I read a truly exceptional article called Why God Will Not Die this morning, and I was really struck by it as I read, particularly thinking about atheist/secular humanist friends of mine who struggle with similar questions that I do, and whose life philosophy, though starting at a different point, ultimately converges with mine. The article talks about the author's young attempt to find meaning and purpose in his life, which in his 20s he framed using a Bertrand Russell quote that can be summed up much less eloquently through the phrase: "Life sucks, then you die." (Something my father was quite fond of saying in his younger years.) But as he got older, he began to see that his grasping of that idea was his (rather immature) attempt to find some sort of simple closure to the ongoing question which is being human.

The question is most often: "Why?" and "What?" Why are we here? Why did God/evolution/the Universe/chance create us? What purpose do we serve? Why do bad things happen to good people? What laws govern the universe? These are questions that humans have been pondering since we had the cognitive ability to ponder them. Wisdom literature wrestles with these questions in profound ways. Isaiah wonders: "What is mankind that you are mindful of them, human beings that you care for them?" (Isaiah 8:4) and Job asks the unknowable question to God, "Yet when I hoped for good, evil came; when I looked for light, then came darkness." (Job 30:26) And we ask it: Why did this happen to me? What did I do to deserve this? Why do we keep killing each other? Why isn't there enough to eat? Why why why.

Slum in Mumbai


My view is that whatever happened at the fall of creation disrupted the natural order of God's world and introduced the power of death into our world. Ultimately, the root of most evil we commit to each other is committed out of the knowledge of our mortality, and the chaos of death is so ingrained in us that in permeates even creation where decay, illness, and natural disasters happen to us.
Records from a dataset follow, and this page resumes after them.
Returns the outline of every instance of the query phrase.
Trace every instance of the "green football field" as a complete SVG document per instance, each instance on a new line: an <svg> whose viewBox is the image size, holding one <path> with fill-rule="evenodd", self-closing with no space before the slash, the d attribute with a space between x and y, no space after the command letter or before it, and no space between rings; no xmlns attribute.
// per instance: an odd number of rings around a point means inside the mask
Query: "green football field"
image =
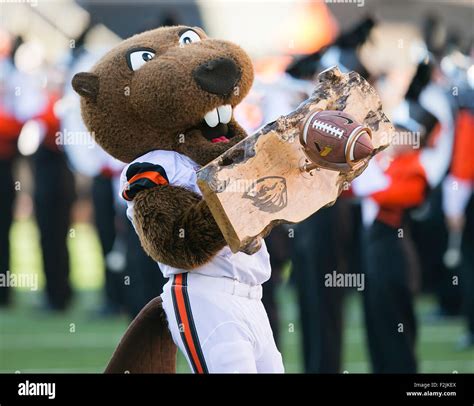
<svg viewBox="0 0 474 406"><path fill-rule="evenodd" d="M16 222L12 234L12 271L38 272L38 291L15 290L15 306L0 310L0 372L101 372L124 332L126 317L97 320L93 311L100 304L102 260L92 227L76 225L69 235L72 274L76 288L74 305L64 314L38 310L43 279L38 235L30 221ZM288 284L278 291L281 317L281 351L288 372L300 372L301 324L295 292ZM432 298L417 301L418 318L433 307ZM345 312L343 370L369 372L361 297L348 297ZM456 351L464 332L461 319L420 324L417 352L421 372L474 372L474 350ZM387 351L390 351L388 348ZM179 356L178 370L188 372Z"/></svg>

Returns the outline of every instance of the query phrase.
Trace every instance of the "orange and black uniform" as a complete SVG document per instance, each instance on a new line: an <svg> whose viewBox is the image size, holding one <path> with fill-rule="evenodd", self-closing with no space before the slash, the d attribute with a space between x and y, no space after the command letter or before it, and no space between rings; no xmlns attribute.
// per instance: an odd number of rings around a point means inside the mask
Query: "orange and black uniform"
<svg viewBox="0 0 474 406"><path fill-rule="evenodd" d="M68 231L75 197L74 177L56 143L60 123L54 114L58 96L48 102L36 119L46 127L43 143L32 157L35 215L40 231L48 306L63 310L71 298Z"/></svg>
<svg viewBox="0 0 474 406"><path fill-rule="evenodd" d="M379 211L365 235L369 352L375 373L414 373L416 320L404 215L423 202L427 183L418 152L398 156L385 174L390 183L370 196Z"/></svg>
<svg viewBox="0 0 474 406"><path fill-rule="evenodd" d="M0 104L0 273L10 269L10 227L13 221L15 189L13 163L22 123ZM0 288L0 306L10 301L10 288Z"/></svg>
<svg viewBox="0 0 474 406"><path fill-rule="evenodd" d="M0 160L11 160L16 155L17 140L22 126L23 124L0 104Z"/></svg>
<svg viewBox="0 0 474 406"><path fill-rule="evenodd" d="M452 180L470 183L474 187L474 114L461 109L456 119L456 132L451 162ZM468 200L465 210L465 226L461 245L460 264L463 312L467 317L468 331L474 341L474 198Z"/></svg>
<svg viewBox="0 0 474 406"><path fill-rule="evenodd" d="M298 289L304 370L341 372L346 288L328 288L326 275L360 273L360 206L340 197L296 226L291 261Z"/></svg>
<svg viewBox="0 0 474 406"><path fill-rule="evenodd" d="M468 109L459 111L456 118L455 141L451 175L474 182L474 114Z"/></svg>
<svg viewBox="0 0 474 406"><path fill-rule="evenodd" d="M426 195L426 176L419 153L398 156L385 174L390 177L390 186L373 193L371 198L379 205L377 220L398 229L405 211L423 203Z"/></svg>

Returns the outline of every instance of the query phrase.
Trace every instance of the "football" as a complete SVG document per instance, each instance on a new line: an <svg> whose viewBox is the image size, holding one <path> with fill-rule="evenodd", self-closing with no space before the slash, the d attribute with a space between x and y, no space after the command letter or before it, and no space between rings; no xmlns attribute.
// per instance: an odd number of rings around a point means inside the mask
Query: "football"
<svg viewBox="0 0 474 406"><path fill-rule="evenodd" d="M372 133L351 115L336 110L308 114L300 132L306 157L316 166L349 172L373 154Z"/></svg>

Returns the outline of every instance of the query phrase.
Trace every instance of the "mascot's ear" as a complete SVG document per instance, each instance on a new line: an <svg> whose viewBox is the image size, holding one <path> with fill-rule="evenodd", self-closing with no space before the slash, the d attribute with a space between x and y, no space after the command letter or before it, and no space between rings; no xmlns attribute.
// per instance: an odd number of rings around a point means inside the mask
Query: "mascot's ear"
<svg viewBox="0 0 474 406"><path fill-rule="evenodd" d="M76 73L72 87L81 96L95 102L99 95L99 77L89 72Z"/></svg>

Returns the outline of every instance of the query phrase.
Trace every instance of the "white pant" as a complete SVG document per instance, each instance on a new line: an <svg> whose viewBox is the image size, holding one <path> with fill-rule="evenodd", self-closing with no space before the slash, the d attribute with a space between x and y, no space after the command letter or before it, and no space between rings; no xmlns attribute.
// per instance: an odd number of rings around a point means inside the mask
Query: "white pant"
<svg viewBox="0 0 474 406"><path fill-rule="evenodd" d="M191 272L171 277L161 297L173 340L194 372L284 372L261 286Z"/></svg>

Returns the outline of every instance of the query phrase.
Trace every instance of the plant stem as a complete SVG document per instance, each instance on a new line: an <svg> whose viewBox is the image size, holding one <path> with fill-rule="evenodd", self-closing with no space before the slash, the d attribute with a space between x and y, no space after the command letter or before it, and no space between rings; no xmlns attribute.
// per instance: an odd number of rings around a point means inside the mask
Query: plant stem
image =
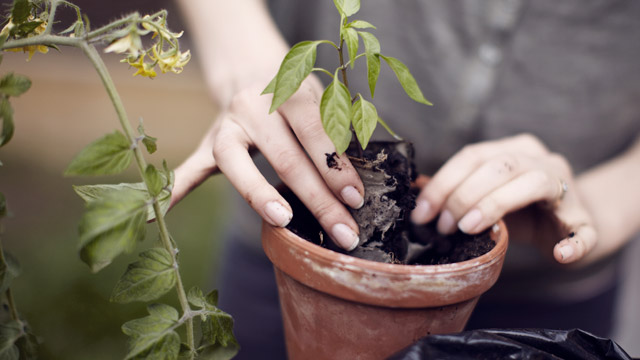
<svg viewBox="0 0 640 360"><path fill-rule="evenodd" d="M0 264L4 264L5 266L5 271L8 271L8 267L9 265L7 264L7 260L4 256L4 247L2 246L2 228L0 226ZM18 315L18 309L16 307L16 303L13 300L13 295L11 294L11 287L7 288L7 291L5 292L6 296L7 296L7 305L9 306L9 311L11 313L11 319L13 320L20 320L20 316Z"/></svg>
<svg viewBox="0 0 640 360"><path fill-rule="evenodd" d="M344 21L346 21L346 19L344 19L343 22ZM349 81L347 80L347 66L344 63L344 54L342 51L343 49L344 49L344 39L342 38L342 31L340 31L340 46L338 47L338 56L340 57L340 69L342 71L342 82L344 83L344 86L346 86L347 89L349 89ZM353 104L353 102L354 100L352 99L351 104ZM355 130L353 126L351 126L351 137L356 142L356 148L358 148L358 157L360 159L363 159L364 153L362 151L362 145L360 145L360 141L358 140L358 137L355 135Z"/></svg>
<svg viewBox="0 0 640 360"><path fill-rule="evenodd" d="M147 167L147 163L142 155L142 151L140 150L140 147L135 145L137 144L137 141L134 135L133 128L129 123L129 120L127 118L127 113L124 109L124 106L122 105L122 100L120 99L120 95L116 91L113 80L111 79L111 76L107 71L107 67L102 61L100 54L98 54L98 51L93 45L90 45L87 42L83 41L80 43L80 48L84 51L85 55L87 55L87 57L95 67L96 71L98 72L98 75L102 80L102 84L107 90L107 93L109 94L109 98L111 99L111 102L116 110L118 119L120 120L120 125L122 126L124 133L129 139L129 141L132 144L134 144L133 154L136 159L136 163L138 165L138 171L140 172L140 175L142 176L142 179L145 181L145 184L146 184L147 180L144 174L145 174L145 169ZM147 188L149 188L149 185L148 184L146 185L147 185ZM171 237L169 235L169 230L167 228L164 215L162 214L162 210L160 209L160 205L158 204L157 201L153 202L153 210L156 215L156 223L158 224L158 228L160 230L160 239L162 240L162 244L164 245L165 249L169 251L169 253L171 254L171 258L173 260L173 266L176 271L176 278L177 278L176 292L178 293L178 300L180 301L182 311L184 313L189 313L191 312L191 307L189 306L189 301L187 300L187 294L185 292L184 285L182 284L182 278L180 276L178 260L176 258L176 251L171 242ZM194 350L195 338L194 338L194 332L193 332L193 319L191 318L187 320L187 345L189 346L190 349ZM194 353L192 352L190 356L193 359Z"/></svg>

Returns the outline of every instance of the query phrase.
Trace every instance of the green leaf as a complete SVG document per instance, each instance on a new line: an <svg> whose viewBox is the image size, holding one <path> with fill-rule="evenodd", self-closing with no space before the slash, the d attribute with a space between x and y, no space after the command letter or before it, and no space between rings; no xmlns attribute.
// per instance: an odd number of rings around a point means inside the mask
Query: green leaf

And then there is this figure which stands up and says: "I AM the resurrection and the life!" Jesus says this defiantly, and acts defiantly against it by healing the sick, feeding the hungry, driving out demons, and fighting the inequality which kept people impoverished and outcast from those who would care for them. In a very real way, Jesus' ministry was spitting in the face of the power of death and the structures which lead to it, and the fear of it which binds us. 

This is why the gospel is so foolish, as Paul says. Because we live in death every day, watching our bodies grow weaker and older, watching our loved ones die off, seeing starvation and terrible disease, and witnessing atrocious acts of violence and war. And yet in the midst of it we have a story of this one figure who defies death one hungry person at a time, and then who himself dies only to rise. In the same way that Job came to realize his bigness to God through the smallness of being told: "Who are you to question me?" we realize our power by understanding our fragility.

Mother Teresa defying starvation


I said to a friend of mine that I believe we can "give the finger" to death through the act of living. By doing all the things we do, breathing, eating, thinking, we defy the death that surrounds us. And the irony of the gospel is that by our constant awareness of our finitude, we are empowered to cultivate life. Our despair actually has the power to give us hope when we start to see not how beholden we are to death, but how actively we can choose to fight it through service to our hurting world. Christ empowers us into this service, in the same way that he empowered his less than perfect disciples, so that through our dying we might live and live for others. And in knowing that we tiny humans can defy the tide of death a little, we may get a glimpse of the grandeur of God's ultimate victory over it.